Doch als Beleuchtung die Bühne aus dem Dunkeln holte, stand da erst einmal Alexej Gerassimez an der Rampe, eine ordinäre Plastik-Wasserflasche – blau! – vom Discounter in der Hand und begann, dieser Flasche durch Berührung aller Art Geräusche und Töne zu entlocken. Zwar gelang ihm kein bekannter Pop-Song, aber das war auch nicht das Ziel, denn Gerassimez geht es in erster Linie um Klänge, die man mit nahezu jedem Gegenstand in jeder Materialform – fünf Elemente! – erzeugen und die man mit einem etwas weiter gefassten Verständnis durchaus als „Musik“ bezeichnen kann.
Nach seiner fünfminütigen Demonstration „Wassermusik der Flasche“ erläuterte er dem Publikum den musikalischen Hintergrund dieses Abends und stellte dabei seine Mitstreiter vor. Mit Lukas Böhm zusammen trug Gerassimez auf zwei Marimben mit „Echtonan“ – wohl nur zufällig ein Anagramm von „Echnaton“ -, ein Stück vor, dass die beiden, um drei Sechzehntel verschoben, einer Fuge ähnlich gemeinsam spielten und dabei weitgehenden individuellen Interpretationsspielraum genossen. Der Schwerpunkt lag dabei mehr auf dem Rhythmischen und weniger auf dem Thematisch-Harmonischen.
Es folgte mit Steve Reichs „Music for Pieces of Wood“ ein Stück für fünf Claves (Klanghölzer), wobei ein Spieler (Alexej G.) eine durchgängige Metrik vorgibt und die anderen nacheinander mit eigenen, versetzten Rhythmen einsetzen.
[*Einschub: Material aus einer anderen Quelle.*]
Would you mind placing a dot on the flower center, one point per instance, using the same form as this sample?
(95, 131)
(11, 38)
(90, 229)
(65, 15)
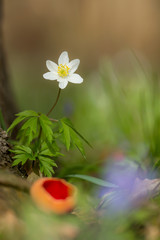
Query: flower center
(63, 70)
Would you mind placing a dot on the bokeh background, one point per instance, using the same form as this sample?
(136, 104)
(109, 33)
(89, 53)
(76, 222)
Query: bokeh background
(116, 108)
(103, 34)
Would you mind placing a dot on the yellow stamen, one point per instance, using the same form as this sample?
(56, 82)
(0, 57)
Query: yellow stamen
(63, 70)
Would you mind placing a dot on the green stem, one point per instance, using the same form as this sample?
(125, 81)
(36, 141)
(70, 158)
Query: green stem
(55, 102)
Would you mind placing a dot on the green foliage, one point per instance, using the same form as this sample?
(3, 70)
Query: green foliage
(37, 140)
(2, 122)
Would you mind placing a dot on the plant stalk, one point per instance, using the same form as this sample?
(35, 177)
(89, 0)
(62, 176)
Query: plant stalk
(59, 92)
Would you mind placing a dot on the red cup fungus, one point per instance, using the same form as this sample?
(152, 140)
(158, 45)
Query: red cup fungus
(54, 195)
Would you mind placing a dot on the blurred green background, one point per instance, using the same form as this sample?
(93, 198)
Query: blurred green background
(117, 43)
(117, 106)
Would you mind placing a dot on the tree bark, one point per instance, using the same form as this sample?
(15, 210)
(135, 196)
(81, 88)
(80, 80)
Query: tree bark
(7, 104)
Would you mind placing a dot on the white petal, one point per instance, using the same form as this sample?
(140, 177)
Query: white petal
(73, 65)
(63, 58)
(50, 76)
(75, 78)
(63, 84)
(53, 67)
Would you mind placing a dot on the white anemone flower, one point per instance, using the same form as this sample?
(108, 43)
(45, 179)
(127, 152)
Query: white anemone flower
(64, 72)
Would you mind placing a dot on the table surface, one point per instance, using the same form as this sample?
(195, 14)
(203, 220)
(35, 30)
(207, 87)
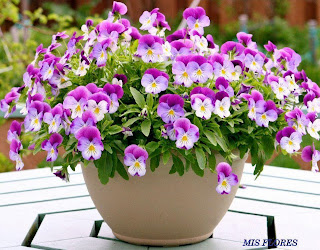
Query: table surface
(38, 210)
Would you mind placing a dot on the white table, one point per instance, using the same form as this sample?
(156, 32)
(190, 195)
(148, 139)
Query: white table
(38, 210)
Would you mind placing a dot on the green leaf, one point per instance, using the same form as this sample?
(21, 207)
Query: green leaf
(197, 122)
(145, 127)
(154, 162)
(130, 121)
(211, 137)
(201, 158)
(138, 97)
(212, 162)
(166, 156)
(152, 146)
(122, 171)
(197, 169)
(104, 166)
(222, 143)
(178, 164)
(150, 101)
(114, 130)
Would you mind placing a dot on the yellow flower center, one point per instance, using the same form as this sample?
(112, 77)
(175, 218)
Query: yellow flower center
(137, 164)
(184, 138)
(171, 112)
(92, 148)
(224, 183)
(78, 108)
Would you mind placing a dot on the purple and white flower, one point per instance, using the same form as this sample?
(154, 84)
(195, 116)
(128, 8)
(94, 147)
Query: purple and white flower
(99, 104)
(53, 118)
(15, 131)
(87, 119)
(135, 158)
(154, 81)
(15, 148)
(149, 48)
(186, 133)
(311, 154)
(199, 69)
(196, 19)
(170, 107)
(222, 105)
(226, 179)
(76, 101)
(89, 143)
(289, 139)
(51, 146)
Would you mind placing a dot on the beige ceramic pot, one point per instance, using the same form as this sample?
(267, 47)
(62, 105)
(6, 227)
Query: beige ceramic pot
(161, 209)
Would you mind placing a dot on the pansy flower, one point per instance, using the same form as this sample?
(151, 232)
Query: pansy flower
(226, 179)
(149, 48)
(76, 101)
(313, 127)
(87, 119)
(199, 69)
(280, 88)
(115, 92)
(289, 139)
(170, 107)
(135, 158)
(35, 114)
(266, 113)
(196, 19)
(14, 131)
(51, 146)
(119, 79)
(311, 154)
(222, 104)
(186, 133)
(14, 155)
(53, 118)
(179, 69)
(154, 81)
(99, 104)
(89, 143)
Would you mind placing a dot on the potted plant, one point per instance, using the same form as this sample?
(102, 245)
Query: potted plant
(166, 122)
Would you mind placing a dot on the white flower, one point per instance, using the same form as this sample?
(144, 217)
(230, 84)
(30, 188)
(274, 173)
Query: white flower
(291, 144)
(314, 128)
(222, 107)
(280, 88)
(203, 108)
(291, 83)
(82, 70)
(99, 110)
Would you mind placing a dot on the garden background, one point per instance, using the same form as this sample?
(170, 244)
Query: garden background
(24, 24)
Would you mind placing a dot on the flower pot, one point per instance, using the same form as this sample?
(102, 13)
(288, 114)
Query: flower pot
(159, 208)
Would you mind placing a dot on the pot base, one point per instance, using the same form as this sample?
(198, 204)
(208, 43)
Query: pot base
(164, 242)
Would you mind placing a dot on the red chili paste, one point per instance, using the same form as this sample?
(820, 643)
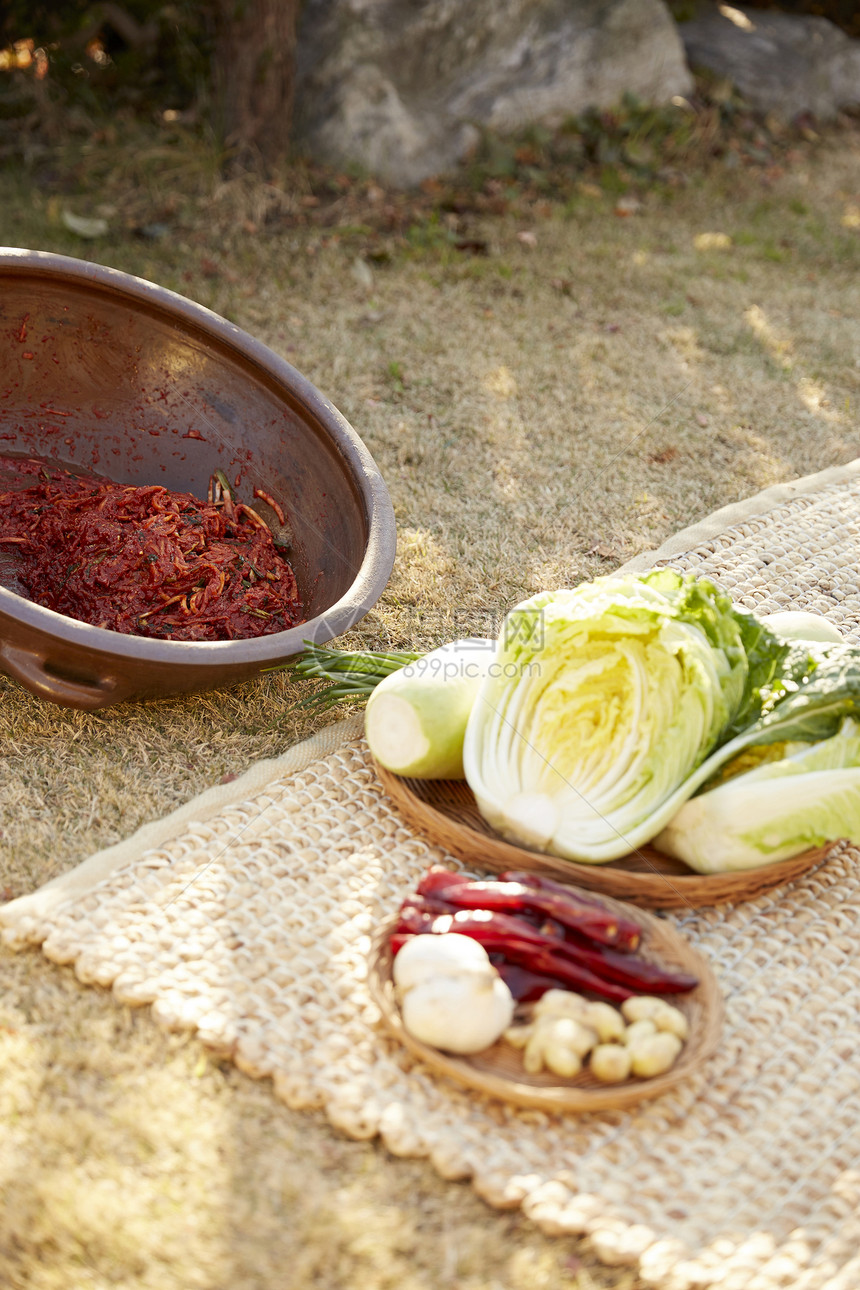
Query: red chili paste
(147, 561)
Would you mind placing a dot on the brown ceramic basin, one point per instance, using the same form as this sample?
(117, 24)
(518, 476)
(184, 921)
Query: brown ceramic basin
(106, 373)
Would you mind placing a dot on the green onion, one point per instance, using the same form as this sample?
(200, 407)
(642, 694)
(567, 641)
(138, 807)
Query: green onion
(353, 675)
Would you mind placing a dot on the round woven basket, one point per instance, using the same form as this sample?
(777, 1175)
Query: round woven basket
(498, 1071)
(445, 812)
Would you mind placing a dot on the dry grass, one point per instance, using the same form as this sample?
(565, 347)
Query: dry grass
(540, 413)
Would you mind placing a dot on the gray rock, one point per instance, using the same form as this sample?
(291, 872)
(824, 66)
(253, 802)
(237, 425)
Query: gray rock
(402, 87)
(780, 62)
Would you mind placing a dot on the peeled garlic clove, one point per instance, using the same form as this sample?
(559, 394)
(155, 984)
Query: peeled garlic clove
(436, 955)
(638, 1031)
(640, 1008)
(517, 1036)
(610, 1063)
(672, 1019)
(560, 1002)
(653, 1054)
(606, 1021)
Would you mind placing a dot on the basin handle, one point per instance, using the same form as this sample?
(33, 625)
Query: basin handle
(30, 670)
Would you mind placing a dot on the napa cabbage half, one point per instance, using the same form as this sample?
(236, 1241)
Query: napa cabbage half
(774, 812)
(605, 701)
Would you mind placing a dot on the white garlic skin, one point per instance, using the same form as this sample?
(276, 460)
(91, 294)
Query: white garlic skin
(432, 955)
(464, 1013)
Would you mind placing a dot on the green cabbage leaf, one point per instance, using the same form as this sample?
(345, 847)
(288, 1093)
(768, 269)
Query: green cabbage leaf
(606, 704)
(772, 812)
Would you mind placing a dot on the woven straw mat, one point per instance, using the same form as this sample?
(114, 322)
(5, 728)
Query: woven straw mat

Wenn alle spielen, erfordert das höchste Konzentration, den eigenen Rhythmus nicht zu verlieren. Versteht sich, dass die fünf Perkussionisten dieses Spiel perfekt perfekt beherrschten und bis zum letzten, gemeinsamen Schlusston durchhielten.
In „Piazonore“, einer Wortkombination aus Piazolla – der berühmte argentinische Bandoneon-Spieler – und „sonore“ – klingen – ließ Alexej am Vibraphon zusammen mit seinem Bruder am Flügel Piazollas „Libertango“ neu erklingen, und in „Asventura“ zeigte Alexej Gerassimez, welche Klangvariationen man einer Trommel entlocken kann.
Während der erste Teil noch durch nützliche Erklärungen und Kommentare angereichert war, konzentrierten sich die Musiker im zweiten, längeren Teil ganz auf den musikalischen Vortrag einer Reihe von eigenen und fremden Kompositionen. Dabei spielten die Marimba und das Vibraphon eine zentrale Rolle, aber auch Hand-Schlagzeuge, in der eng gestellten Gruppe mit viel Temperament und vokalem Einsatz gespielt, kamen zum Einsatz. Im Hintergrund steuerte Nicolai Gerassimez das Zusammenspiel der zwischen verschiedenen Instrumenten wechselnden Kollegen, und man merkte, dass diese fünf Musiker untereinander perfekt abgestimmt sind. Denn bei so einem, von Improvisation geprägten Konzert spielt neben der fast schon selbstverständlichen individuellen technischen Perfektion auch die exakte Abstimmung eine wesentliche Rolle. Man muss aufeinander hören und die Absichten der Mitspieler erkennen, wenn nicht erahnen, um darauf schlüssig zu reagieren.
Das gelang den fünf Ausnahme-Musikern bis zur letzten Minute des zweieinhalbstündigen Konzerts hervorragend, wenn sie auch das Fassungsvermögen des Publikums in der letzten halben Stunde ziemlich strapazierten. Die den Gesetzen der „minimal music“ mit gefühlt endlosen Wiederholungen desselben Themas mit nur geringfügigen Variationen der Interpretation folgenden Stücke entwickeln zwar ein Gefühl der musikalischen Trance, fordern jedoch die Konzentrationsfähigkeit stark heraus.
Doch das Publikum, offensichtlich hauptsächlich aus Perkussionskreisen stammend, blieb bis zum letzten Ton gespannt und aufnahmebereit, um danach begeistert zu applaudieren. Für engagierte Perkussionisten war das sicherlich ein großer Abend, doch auch andere Musikinteressierte konnten von diesem Konzert viel mitnehmen.